The ²⁹Si NMR spectrum of SZPA-4 was presented in Figure 2d. The chemical shifts observed at −95 and −103 ppm corresponded to Q2 [Si(OX)₂] and Q3 [Si(OX)] silicon environments, where X represented H or an alkyl group. Specifically, the presence of Q2 and Q3 signals indicated that the SiO₂ nanoparticles possessed surface groups, primarily consisting of alkoxy or hydroxyl functionalities. These groups might have undergone dehydration condensation reactions with hydroxyl groups from MTMS, KH-560, and boric acid, or formed hydrogen bonds with hydroxyl groups on the PR molecular chains. The chemical shift observed at −115 ppm is attributed to the Q4 structure of SiO₂ nanoparticles, where silicon atoms were tetrahedrally coordinated with oxygen [24,29].

The chemical structure of SZPA-4 had been further characterized by XPS, as shown in Figure 2c. The survey scan revealed characteristic peaks at 534.1 eV for O 1s, 286.1 eV for C 1s, 194.0 eV for B 1s, 186.0 eV for Zr 3d, and 105.4 eV for Si 2p [14,23,30]. The high-resolution C 1s spectrum (Figure 2e) displayed five chemical states: π–π satellite, C–O–C, C–O–Si, C–C, and C–Si. The Si 2p spectrum (Figure 2f) was deconvoluted into four components corresponding to Si–C, Si–O–Si, and Si–O–B environments. When the silicon-containing component coexists with the zirconium-based particles in the physically dispersed composite system, the electron cloud density around the silicon atom will be weakly affected by the adjacent high electronegative zirconium particles, which will cause a slight peak splitting phenomenon near Si2p (103.5 eV), resulting in the fitting of the spectrum [30]. It is difficult to achieve a complete match between the fitting curve and the spectral characteristics.
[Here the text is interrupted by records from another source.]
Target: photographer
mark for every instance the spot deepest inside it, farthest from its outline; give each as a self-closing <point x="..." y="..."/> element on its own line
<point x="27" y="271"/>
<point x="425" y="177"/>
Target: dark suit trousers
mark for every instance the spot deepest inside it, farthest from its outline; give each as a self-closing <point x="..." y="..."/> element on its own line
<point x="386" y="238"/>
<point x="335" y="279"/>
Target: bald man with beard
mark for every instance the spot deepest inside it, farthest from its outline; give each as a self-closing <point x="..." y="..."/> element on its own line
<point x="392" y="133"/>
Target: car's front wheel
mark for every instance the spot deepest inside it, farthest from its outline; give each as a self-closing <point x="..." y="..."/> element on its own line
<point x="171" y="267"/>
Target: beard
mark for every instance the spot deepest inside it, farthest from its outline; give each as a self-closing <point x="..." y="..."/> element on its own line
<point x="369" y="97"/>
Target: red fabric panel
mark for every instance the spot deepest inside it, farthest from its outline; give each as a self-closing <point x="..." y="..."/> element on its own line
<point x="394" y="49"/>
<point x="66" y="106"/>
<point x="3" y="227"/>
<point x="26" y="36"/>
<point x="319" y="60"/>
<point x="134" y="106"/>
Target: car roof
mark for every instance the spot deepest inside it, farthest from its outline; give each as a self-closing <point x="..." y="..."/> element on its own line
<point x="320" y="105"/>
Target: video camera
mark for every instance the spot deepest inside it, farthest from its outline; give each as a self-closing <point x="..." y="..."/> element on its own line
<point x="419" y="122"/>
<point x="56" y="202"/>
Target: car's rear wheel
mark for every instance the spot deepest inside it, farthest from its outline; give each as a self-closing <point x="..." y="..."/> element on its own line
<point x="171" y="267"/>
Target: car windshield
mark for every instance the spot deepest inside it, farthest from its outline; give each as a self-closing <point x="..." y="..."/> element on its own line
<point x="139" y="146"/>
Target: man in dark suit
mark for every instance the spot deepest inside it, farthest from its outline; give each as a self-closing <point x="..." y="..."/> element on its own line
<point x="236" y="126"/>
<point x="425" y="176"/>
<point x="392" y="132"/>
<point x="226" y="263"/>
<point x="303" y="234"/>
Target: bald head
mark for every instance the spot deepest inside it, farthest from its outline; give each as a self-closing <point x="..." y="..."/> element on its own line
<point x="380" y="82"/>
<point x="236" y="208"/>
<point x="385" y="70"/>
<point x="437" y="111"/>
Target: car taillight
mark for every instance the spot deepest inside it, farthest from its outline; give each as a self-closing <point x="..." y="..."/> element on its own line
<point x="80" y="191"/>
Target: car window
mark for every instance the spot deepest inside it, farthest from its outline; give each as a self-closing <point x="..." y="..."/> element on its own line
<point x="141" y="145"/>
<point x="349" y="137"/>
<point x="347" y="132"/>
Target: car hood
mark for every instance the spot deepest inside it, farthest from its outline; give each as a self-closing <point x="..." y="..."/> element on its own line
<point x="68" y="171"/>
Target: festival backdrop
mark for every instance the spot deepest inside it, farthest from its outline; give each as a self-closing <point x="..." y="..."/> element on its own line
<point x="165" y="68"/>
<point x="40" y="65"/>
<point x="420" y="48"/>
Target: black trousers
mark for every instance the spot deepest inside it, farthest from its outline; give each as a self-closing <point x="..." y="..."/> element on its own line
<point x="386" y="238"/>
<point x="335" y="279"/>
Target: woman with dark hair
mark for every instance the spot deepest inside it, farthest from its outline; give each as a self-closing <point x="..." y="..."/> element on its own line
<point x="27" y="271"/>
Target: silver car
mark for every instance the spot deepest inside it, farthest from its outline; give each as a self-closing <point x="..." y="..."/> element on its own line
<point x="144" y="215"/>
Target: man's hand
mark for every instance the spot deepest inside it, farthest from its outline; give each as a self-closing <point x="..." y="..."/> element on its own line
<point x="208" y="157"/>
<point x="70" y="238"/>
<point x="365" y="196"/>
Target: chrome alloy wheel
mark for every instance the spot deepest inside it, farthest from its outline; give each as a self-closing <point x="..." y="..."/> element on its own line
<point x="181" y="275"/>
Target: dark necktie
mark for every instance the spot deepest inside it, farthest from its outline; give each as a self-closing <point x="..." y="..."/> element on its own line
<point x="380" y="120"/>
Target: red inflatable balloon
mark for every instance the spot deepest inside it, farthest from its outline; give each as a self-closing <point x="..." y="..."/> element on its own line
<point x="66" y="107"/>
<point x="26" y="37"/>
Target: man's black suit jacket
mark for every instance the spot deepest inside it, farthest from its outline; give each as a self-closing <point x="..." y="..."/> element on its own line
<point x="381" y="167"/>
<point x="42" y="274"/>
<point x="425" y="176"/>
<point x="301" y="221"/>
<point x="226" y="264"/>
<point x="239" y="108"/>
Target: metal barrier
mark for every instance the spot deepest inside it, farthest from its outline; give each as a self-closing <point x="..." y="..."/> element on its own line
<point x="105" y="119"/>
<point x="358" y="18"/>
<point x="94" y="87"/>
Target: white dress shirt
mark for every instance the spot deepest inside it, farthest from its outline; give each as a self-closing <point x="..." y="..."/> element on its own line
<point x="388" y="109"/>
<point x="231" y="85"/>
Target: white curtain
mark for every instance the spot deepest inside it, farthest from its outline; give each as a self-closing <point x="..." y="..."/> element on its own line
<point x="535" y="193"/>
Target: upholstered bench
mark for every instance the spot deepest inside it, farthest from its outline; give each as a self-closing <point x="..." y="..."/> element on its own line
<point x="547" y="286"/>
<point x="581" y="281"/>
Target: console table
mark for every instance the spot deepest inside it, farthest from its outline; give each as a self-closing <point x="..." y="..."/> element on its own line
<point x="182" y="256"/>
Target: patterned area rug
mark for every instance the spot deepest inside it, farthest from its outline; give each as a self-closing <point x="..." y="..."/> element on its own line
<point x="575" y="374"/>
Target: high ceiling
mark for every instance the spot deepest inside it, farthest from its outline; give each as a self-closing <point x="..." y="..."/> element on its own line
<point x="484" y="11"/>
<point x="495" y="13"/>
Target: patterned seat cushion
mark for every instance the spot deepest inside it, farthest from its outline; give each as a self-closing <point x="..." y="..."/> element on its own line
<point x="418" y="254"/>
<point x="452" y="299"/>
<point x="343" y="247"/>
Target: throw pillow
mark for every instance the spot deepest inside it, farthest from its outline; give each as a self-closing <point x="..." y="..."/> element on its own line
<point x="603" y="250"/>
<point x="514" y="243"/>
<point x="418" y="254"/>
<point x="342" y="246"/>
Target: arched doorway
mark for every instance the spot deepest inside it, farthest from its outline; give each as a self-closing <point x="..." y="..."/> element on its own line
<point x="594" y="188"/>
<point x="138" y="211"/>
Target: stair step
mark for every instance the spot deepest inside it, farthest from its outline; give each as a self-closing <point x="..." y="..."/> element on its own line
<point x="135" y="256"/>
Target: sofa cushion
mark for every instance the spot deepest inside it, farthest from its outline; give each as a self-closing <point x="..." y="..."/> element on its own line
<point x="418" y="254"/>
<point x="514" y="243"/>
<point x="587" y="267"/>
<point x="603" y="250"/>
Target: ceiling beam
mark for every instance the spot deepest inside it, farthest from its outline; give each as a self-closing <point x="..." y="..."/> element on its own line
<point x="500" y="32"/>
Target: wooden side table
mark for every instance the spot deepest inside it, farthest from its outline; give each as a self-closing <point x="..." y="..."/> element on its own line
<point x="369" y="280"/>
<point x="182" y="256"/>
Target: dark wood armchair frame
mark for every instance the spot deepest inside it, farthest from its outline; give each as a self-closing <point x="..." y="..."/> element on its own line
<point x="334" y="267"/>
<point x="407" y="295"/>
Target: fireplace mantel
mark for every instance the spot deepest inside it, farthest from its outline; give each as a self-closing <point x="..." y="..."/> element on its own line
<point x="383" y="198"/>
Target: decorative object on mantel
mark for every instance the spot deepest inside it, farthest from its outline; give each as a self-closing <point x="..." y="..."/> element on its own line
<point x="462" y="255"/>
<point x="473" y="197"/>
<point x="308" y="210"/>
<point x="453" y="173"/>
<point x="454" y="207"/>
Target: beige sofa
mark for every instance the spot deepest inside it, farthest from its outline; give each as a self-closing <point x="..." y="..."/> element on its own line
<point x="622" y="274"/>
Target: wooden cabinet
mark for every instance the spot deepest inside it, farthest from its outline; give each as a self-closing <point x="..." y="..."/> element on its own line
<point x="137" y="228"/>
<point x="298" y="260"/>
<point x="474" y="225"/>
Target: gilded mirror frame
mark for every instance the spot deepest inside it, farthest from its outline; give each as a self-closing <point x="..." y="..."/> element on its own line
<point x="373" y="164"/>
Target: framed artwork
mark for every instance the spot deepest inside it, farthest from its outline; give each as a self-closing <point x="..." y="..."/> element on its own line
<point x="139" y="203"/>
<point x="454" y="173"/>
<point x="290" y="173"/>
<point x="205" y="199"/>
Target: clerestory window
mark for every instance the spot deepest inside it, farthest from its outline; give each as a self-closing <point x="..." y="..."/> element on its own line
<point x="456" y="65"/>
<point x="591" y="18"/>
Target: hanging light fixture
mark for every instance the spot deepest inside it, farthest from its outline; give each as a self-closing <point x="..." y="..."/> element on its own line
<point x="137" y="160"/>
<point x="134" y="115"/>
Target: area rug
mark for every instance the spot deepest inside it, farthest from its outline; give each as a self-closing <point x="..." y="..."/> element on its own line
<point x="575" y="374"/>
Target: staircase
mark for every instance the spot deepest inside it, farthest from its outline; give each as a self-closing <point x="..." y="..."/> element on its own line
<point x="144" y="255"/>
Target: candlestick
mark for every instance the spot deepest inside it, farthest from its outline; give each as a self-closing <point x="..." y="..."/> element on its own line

The O 1s spectrum (Figure 2g) exhibited three chemical states, which were assigned to Si–O–C, Si–O–Si, and –OH species. The B 1s spectrum (Figure 2h) was fitted to three peaks: B–O–C, B–OH, and B–O–Si. In the Zr 3d spectrum (Figure 2i), the binding energies at 182.72 eV and 185.10 eV were attributed to Zr–O 3d_3/2 and Zr–O 3d_5/2, respectively. The Zr 3d signal exhibited a weak peak intensity and a broadened peak shape. This phenomenon is primarily attributed to the incorporation of zirconia into the aerogel matrix via the physical dispersion approach employed in this work. In contrast to the chemical co-precursor method, which enables the homogeneous dispersion of zirconium species at the molecular scale, the physical blending of zirconia nanoparticles as fillers inevitably results in poor dispersion uniformity within the silica matrix, accompanied by localized particle agglomeration.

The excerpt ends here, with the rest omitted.